Reklama

Ale to już było… Jak wyeliminowaliśmy Manchester United, to chcieli mnie u siebie

Piotr Tomasik

Autor:Piotr Tomasik

29 października 2015, 12:20 • 11 min czytania 0 komentarzy

W naszym cyklu „Ale to już było” najnowszy odcinek z Markiem Piętą, byłym zawodnikiem Górnika Wałbrzych, Widzewa Łódź i Hannoveru 96. Człowiek, który wspólnie z Widzewem wyeliminował Manchester United i Juventus, strzelając Włochom dwa gole, opowiada o ofercie z United, 46 kilogramach wagi, ciężkim mundialu w Hiszpanii, przywiązywaniu do łóżka, prezesie Sobolewskim i wielu innych sprawach. Zapraszamy!

Ale to już było… Jak wyeliminowaliśmy Manchester United, to chcieli mnie u siebie

Kariera z dzisiejszej perspektywy – spełnienie czy niedosyt?
– Pewien niedosyt jest. Duży wpływ na moją karierę miały kontuzje i gdyby nie one, dużo – myślę, że naprawdę dużo – więcej bym zrobił. Jak dostałem pierwsze powołanie do reprezentacji Polski za Piechniczka, pojechałem do Karpacza z kontuzją. Ale na zgrupowaniu kadry… nie było żadnego lekarza. W Widzewie był natomiast taki, że baliśmy się iść do niego zbadać, to on załatwiał nam lekarzy. O czym my w ogóle mówimy? Nie wiem, dlaczego te kontuzje tak się mnie przyczepiły, to już było prawo serii. Uważam, że byłem na tyle dobrym i mocnym zawodnikiem, że bez problemów zdrowotnych zaszedłbym wyżej.

Największe spełnione piłkarskie marzenie?
– Jestem w Łodzi. W Widzewie grałem przez cztery lata i zdobyłem dwa mistrzostw i dwa wicemistrzostwa Polski. Chyba nic nie muszę dodawać.

Największe niespełnione piłkarskie marzenie?
– Uciekły mi mistrzostwa świata, na których Polacy zajęli bardzo wysokie, trzecie miejsce. Byłem po kontuzji, chciałem jak najszybciej wrócić, no i Hiszpania poszła spać. Widziałem wtedy siebie w kadrze, z Włodkiem Smolarkiem stanowiliśmy fajny duet. Gdyby nie urazy, gralibyśmy razem. Przedwcześnie skończyłem też karierę – niestety, z tych samych przyczyn. Pozytyw jest taki, że grałem już w Niemczech, byłem świetnie ubezpieczony, no i do dziś jestem rencistą. Byłem pierwszym Polakiem, który oficjalnie wyjechał do Bundesrepubliki i już wtedy widziałem przepaść. Nie dopuściliby mnie do gry, gdybym nie był ubezpieczony na życie i przed utratą zawodu piłkarskiego.
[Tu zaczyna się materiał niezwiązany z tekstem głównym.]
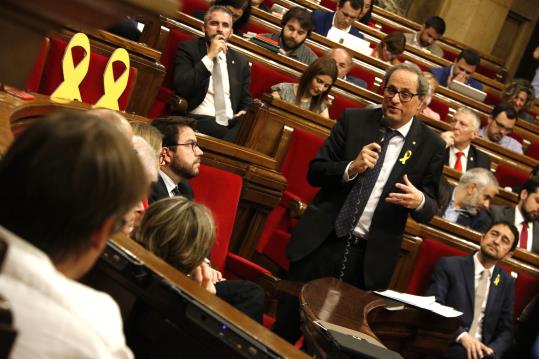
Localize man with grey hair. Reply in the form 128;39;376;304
326;47;368;88
438;168;498;232
440;107;490;172
174;6;251;141
273;64;444;342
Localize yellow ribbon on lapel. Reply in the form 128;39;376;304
51;32;90;101
95;48;129;111
399;150;412;165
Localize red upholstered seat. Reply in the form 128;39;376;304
38;38;136;111
251;63;298;98
26;38;50;92
494;163;528;188
405;238;467;295
256;128;324;270
148;29;193;118
329;96;363;120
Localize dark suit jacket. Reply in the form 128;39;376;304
444;145;491;170
437;183;491;233
174;38;251;113
287;108;444;289
148;175;194;204
426;254;515;358
429;66;483;90
313;10;363;39
490;205;539;253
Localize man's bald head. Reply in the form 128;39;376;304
326;47;352;79
88;108;133;141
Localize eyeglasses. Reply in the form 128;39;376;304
384;86;422;102
167;141;200;152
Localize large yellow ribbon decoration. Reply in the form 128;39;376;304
51;32;90;101
95;48;129;111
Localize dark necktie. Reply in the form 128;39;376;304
335;129;399;238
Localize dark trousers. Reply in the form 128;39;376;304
188;114;243;142
215;280;266;324
272;235;366;344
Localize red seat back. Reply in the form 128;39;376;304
494;163;528;188
405;238;467;295
39;38;136;111
251;63;298;98
189;165;243;272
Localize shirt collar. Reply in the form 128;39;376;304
159;170;178;197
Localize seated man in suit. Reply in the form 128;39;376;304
404;16;445;57
313;0;363;38
174;6;251;141
262;6;318;65
426;221;518;359
490;177;539;254
438;168;498;232
148;116;265;323
441;107;490;172
429;49;483;90
479;103;524;154
0;111;149;358
327;47;368;88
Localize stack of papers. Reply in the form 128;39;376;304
374;290;462;318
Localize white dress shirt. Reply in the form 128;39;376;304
191;52;234;126
343;119;425;238
0;226;133;359
449;145;470;173
515;206;534;252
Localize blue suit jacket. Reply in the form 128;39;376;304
429;66;483;90
426;254;515;358
313;10;363;38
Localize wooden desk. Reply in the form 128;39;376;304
300;278;460;358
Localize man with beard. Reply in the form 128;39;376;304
263;6;317;65
479;103;523;154
440;107;490;172
404;16;445;57
426;221;518;358
438;168;498;232
174;6;251;141
490;177;539;253
148;116;265;323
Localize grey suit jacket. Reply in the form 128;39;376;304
489;205;539;253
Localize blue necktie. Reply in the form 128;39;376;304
335;129;399;238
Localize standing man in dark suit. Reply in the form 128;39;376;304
441;107;490;172
490;177;539;254
174;6;251;141
437;168;498;232
313;0;363;39
274;64;444;342
426;221;518;359
148;116;265;323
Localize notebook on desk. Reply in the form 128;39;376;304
327;27;372;56
448;81;487;102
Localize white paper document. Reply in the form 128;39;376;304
374;289;462;318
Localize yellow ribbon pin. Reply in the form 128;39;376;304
95;48;129;111
399;150;412;165
51;32;90;101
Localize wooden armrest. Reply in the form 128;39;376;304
165;94;188;113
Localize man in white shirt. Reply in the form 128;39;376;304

Duży transfer, który nie doszedł do skutku?
– Po tym, jak wyeliminowaliśmy z Widzewem Manchester United, dostałem ofertę od Anglików. Na konferencji prasowej padło zdanie, że ich trener od razu widziałby mnie w składzie. Miałem jednak 26 lat, nie mogłem wyjechać.

Reklama

Najlepszy piłkarz, z którym pan grał?
– Zawsze wyróżniam Włodka Smolarka, bo byliśmy dobrym duetem na boisku i poza nim. Oprócz niego, trójka: Boniek, Młynarczyk, Żmuda. Te cztery nazwiska to minimum.
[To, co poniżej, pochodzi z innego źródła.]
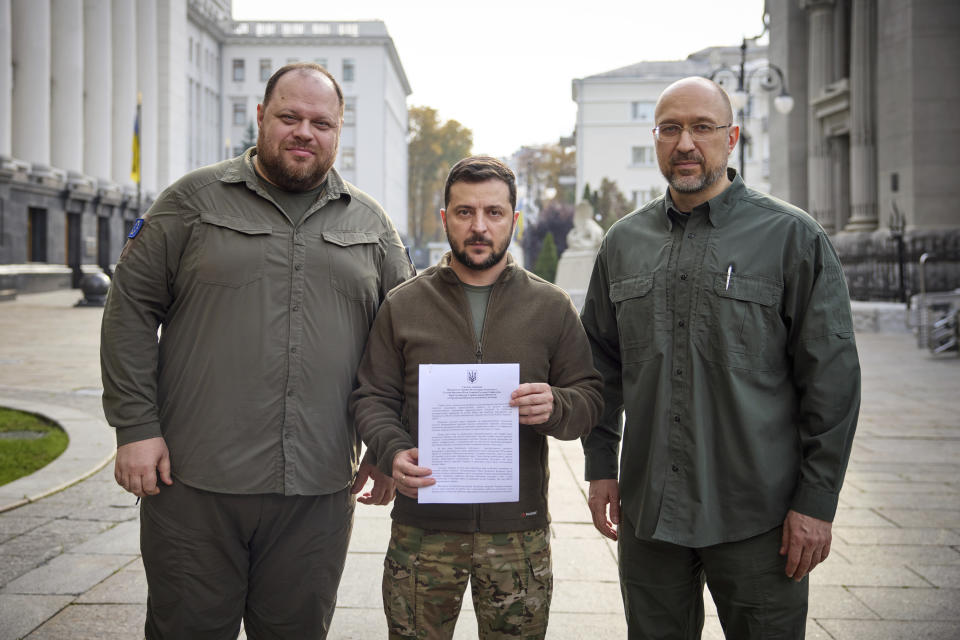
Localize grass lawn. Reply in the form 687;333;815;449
0;407;69;485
Najlepszy piłkarz przeciwko któremu pan grał?
– Platini, gdy występował w Saint-Etienne. To jeszcze nie był zawodnik z samego topu, ale widać w nim już było ten piłkarski luksus – Widzewowi strzelił wtedy gola z rzutu wolnego. Natomiast ja dwa razy pokonałem Dino Zoffa, najlepszego bramkarza na świecie. Zresztą, ponad połowa składu Juventusu to byli wówczas reprezentanci Włoch. Dobrzy piłkarze, ale my przed nimi nie pękaliśmy… Pamiętam również Gentile, choć to nie był normalny piłkarz. Jako jego rywal, nie czerpałem przyjemności z gry w piłkę. Uważałem tylko, by ten człowiek mnie nie uderzył, nie opluł, nie podeptał i nie zwyzywał. Ale satysfakcję miałem podwójną. Przeszliśmy Juventus, a ja miałem te dwa gole.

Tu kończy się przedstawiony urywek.